Video: Grannies on the Green

Five retired women united by their love of golf.

Video by Ben Bagley

Five Whatcom County women, all over age 65, are united through their love of golf. This documentary-style video takes us onto the fairways with this quintet of grandmas to learn life lessons learned from the wonderful game of golf. The video introduces Donna, Bonnie, Gert, Judy and Edie as they engage in their tri-weekly trek through the Raspberry Ridge golf course.

Click here to read Bagley’s article on golfing grannies.

Transcript

Edie: Nice shot, Donna.

Donna: Thank you!

Donna: My name is Donna, and I am a golfer. I have played for 20 years.

Judy: I’m Judy. I’ve been golfing for about 30 years.

Edie: My name is Edie I’ve only been golfing for about 15 years, compared to some of these ladies who have been golfing for a long time.

Bonnie: I’m Bonnie, and I like to golf, and I like to sew. I’ve golfed for about 35 years.

Gert: I’m Gert. I started in my mid-fifties and, um…I’ll be 82 tomorrow.

Judy: Well, at the time used to play softball and volleyball and I felt I was getting too old to do that. So, I thought of golf, and I liked being outside and I liked walking on the lawn, and so I thought I’d try it. And I was hooked.

Bonnie: I started because we lived in a rural neighborhood and the guys were golfing, and my girlfriend and I decided that they were having too much fun. They needed us. So, we started golfing too.

Donna: I moved up here about 14 years ago, and my son- in-law said Raspberry Ridge is a good place to golf because it’s sandy and you can golf year-round.

Edie: We live here on the golf course. My husband was a golfer, and when I retired the neighborhood ladies were all golfing and they kind of sucked me in. And the course is always almost always in really good shape, depending on the weather. They take really good care of the course. We play weather permitting, three days a week.

Bonnie: The experience just gets better and better. Not because I get better, But it just gets better. Oh, my favorite part is — I’m going to get all emotional, I can tell — is probably the camaraderie

Voices: Oh my gosh! What are the odds of that happening?

Bonnie: You know, I just enjoy following the little white ball around.

Gert: I got a hole in the one that was on number three and the hole in one to me is a by chance.

Oh! It went in.

Donna: Well a round of golf for me is nine holes, and that gives me two miles of walking, pushing my cart and swinging my club twice as many times as anybody I’m golfing with

Bonnie: Well, I think mentally and physically, it’s good. gets you out and about.

Gert: Oh, I love to walk the course, but I think that’s going to change because my body doesn’t quite want to do that anymore.

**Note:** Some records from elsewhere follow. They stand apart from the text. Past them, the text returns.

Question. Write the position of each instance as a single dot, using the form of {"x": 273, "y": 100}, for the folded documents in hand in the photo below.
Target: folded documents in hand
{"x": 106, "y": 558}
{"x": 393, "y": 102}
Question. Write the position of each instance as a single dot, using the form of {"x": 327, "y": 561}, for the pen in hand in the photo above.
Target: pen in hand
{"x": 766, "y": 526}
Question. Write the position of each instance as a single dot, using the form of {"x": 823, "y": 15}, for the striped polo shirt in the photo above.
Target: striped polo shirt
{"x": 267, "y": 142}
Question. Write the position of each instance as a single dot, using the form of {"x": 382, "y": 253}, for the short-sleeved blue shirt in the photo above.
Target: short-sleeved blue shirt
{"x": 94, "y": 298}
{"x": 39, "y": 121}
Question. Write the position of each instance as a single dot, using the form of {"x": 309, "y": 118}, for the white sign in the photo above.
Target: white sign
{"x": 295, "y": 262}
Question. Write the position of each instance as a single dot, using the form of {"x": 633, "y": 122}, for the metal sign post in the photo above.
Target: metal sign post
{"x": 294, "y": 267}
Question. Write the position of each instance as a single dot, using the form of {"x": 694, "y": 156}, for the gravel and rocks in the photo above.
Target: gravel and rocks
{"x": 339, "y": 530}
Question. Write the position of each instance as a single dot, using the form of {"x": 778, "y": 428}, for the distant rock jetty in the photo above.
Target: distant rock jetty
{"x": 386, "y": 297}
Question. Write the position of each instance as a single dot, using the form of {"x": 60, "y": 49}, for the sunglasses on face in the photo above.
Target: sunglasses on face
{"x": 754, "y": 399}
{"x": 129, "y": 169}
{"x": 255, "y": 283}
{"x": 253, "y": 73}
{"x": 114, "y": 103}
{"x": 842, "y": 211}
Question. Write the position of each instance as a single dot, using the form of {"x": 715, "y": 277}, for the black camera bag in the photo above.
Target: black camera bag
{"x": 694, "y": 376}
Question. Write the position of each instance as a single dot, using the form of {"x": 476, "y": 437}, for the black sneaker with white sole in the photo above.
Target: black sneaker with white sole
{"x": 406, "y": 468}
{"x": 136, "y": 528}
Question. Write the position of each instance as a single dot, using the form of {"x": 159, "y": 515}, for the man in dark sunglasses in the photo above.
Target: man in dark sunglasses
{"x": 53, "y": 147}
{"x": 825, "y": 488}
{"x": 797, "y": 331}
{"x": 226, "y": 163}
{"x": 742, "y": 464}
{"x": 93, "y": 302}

Judy: I do it for exercise and to keep moving because I have some arthritis.

Bonnie: Right now, I’m waiting for a hip replacement so it’s hard. I had my other hip replaced and that improved, so this is going to get better too. And I’ll be able to get out there and walk again.

So that’s, that’s good.

Donna: I have shared this with, my love of it, with my grandson and he now is a golfer, and that makes me very happy.

Edie: I don’t think that it’s gotten more difficult, it’s just I have kind of relaxed about it. Life is too short, that is to get all- all concerned. It’s not a competitive sport. I don’t feel if I don’t do well, I’m not hurting anybody, anybody, not even me. Because it’s not that important. In the big scheme of things, golf is a joy rather than a trial. And I know there are some people who make it a trial, and I’m not one of those.

Judy: Sometimes it gets frustrating. And so when I we move to the next one, I try to clear my mind and think, this is a new hole, a new start, and forget about the last one.

Bonnie: I’ve definitely learned patience.

Gert: I messed it up.

Bonnie: …and learned that you know, you have a bad game, but there’s another day or you have a bad hole and there’s another hole right after that usually. So, yeah, and you know, the older I get, the more I forget that bad hole and I move on.

Donna: I’ve learned to be very humble and-and I think I’ve learned to not give up.

Edie: Just really appreciate life and everything that we have around us to live here in this incredible area, and I don’t know about life lessons other than just really appreciating life and being well enough to be doing this, and hopefully for a long time.